Probate generally involves the following steps, which could last anywhere from 6 months at minimum, to a year or more:
- Opening the estate
- Sending notice of the opening to appropriate parties
- Conducting an inventory of the estate property
- Obtaining a tax ID number from the IRS to prepare and file appropriate income tax returns
- Conducting any interim accounting
- Conducting the final accounting
- Submitting the final report
- Closing the estate
Despite the above, it is not uncommon for parties to attack or contest the probate process in the following ways, which prolongs the process:
- Execution of a Will. Illinois law has strict requirements and procedure for executing a will. If not properly executed, the will could fail and estate distributions will be per state law, not according to decedent’s wishes.
- Will Contest. If a contesting party can prove that the will was created by fraud or the creator was not of sound mind when signing, then the will could fail.
- Ambiguous Terms. A will can be contested by showing that the terms are too vague.
- Creditor Claims. Potential creditors can file claims against the estate for monies the deceased person owed them.
- Citations to Recover Assets. If someone refuses to provide the representative with assets of the estate, the representative must ask the judge to force that person to return the asset.
The Estate & Business Law Group wants to make this process as easy on you and your family as possible. When you meet with us, we will explain the probate process, assess your situation, and help you proceed.
As the named trustee of your trust, or if you are named as a trustee of a friend or loved one’s trust, you have been entrusted to see the objectives of the trust maker are achieved. As trustee, there are a number of matters that you must attend to initially, and on an ongoing basis. Depending on the status of the trust and the assets owned by it at the time you become the acting trustee, the process could either be simple or quite tedious and require locating countless documents, including: original estate planning documents, pour-over will, funeral and burial instructions, bank and brokerage statements, income tax returns, stock and bond certificates, life insurance policies, vehicle titles, utility bills, credit card bills, mortgages, and other important documents. In addition to the practical aspects of the trust’s administration, there are a number of complex tax considerations that must be evaluated on an annual basis. The trustee is then required to strictly follow the trust instructions regarding burial and funeral arrangements, distribution of personal effects, and specific bequests, among other responsibilities. This is only the beginning of settling the trust.
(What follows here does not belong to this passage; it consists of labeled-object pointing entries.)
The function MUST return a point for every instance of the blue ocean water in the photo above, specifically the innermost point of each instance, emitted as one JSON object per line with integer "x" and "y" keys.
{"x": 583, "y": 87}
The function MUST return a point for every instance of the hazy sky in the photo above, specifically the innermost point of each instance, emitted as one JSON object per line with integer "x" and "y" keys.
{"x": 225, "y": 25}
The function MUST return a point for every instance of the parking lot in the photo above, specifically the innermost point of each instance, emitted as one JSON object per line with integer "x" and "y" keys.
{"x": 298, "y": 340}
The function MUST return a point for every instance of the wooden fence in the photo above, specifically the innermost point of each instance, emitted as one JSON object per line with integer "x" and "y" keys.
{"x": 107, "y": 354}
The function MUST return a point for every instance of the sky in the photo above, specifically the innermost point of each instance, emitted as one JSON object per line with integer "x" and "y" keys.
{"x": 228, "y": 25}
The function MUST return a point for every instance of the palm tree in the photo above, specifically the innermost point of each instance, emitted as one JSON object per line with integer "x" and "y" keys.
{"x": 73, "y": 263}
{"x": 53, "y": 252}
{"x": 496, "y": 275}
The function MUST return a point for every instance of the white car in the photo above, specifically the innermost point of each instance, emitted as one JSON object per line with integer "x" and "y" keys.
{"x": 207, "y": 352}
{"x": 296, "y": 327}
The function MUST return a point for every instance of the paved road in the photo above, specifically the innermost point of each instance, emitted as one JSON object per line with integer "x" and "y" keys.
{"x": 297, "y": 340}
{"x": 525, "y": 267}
Luckily, the Estate & Business Law Group is skilled at trust settlement and guides clients through this perplexing, tedious process. As your attorney, we work hard to make these complex issues easily manageable and strive to be educators of this process along the way.
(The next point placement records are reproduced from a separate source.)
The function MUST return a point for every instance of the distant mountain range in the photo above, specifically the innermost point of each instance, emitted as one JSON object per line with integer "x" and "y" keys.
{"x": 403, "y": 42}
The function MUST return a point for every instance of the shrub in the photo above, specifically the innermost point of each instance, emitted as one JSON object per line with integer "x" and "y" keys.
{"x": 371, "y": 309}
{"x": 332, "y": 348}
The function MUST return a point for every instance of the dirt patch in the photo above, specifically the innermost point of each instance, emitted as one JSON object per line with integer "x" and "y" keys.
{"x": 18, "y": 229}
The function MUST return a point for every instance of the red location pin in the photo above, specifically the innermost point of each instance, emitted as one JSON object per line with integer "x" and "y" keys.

If you are in the prime of your business, you are likely not contemplating your exit plan. But as a business owner, creating and implementing a transition and exit plan is the most important business event of your life. If you pass away or become disabled before your exit is complete, financial security may be unattainable.
Each business owner has a unique background and each business has unique circumstances and goals. Business succession planning includes ways to ensure a smoothest exit, proper administration of owner transition, and achieving such plan at the smallest possible tax cost.
The Estate & Business Law Group will help you create the best plan to transfer your business. This includes assessing and increasing the value of the business, structuring your business to attract buyers, and minimize taxes. We will help you sell your business when and to whom you want and to get the income you want.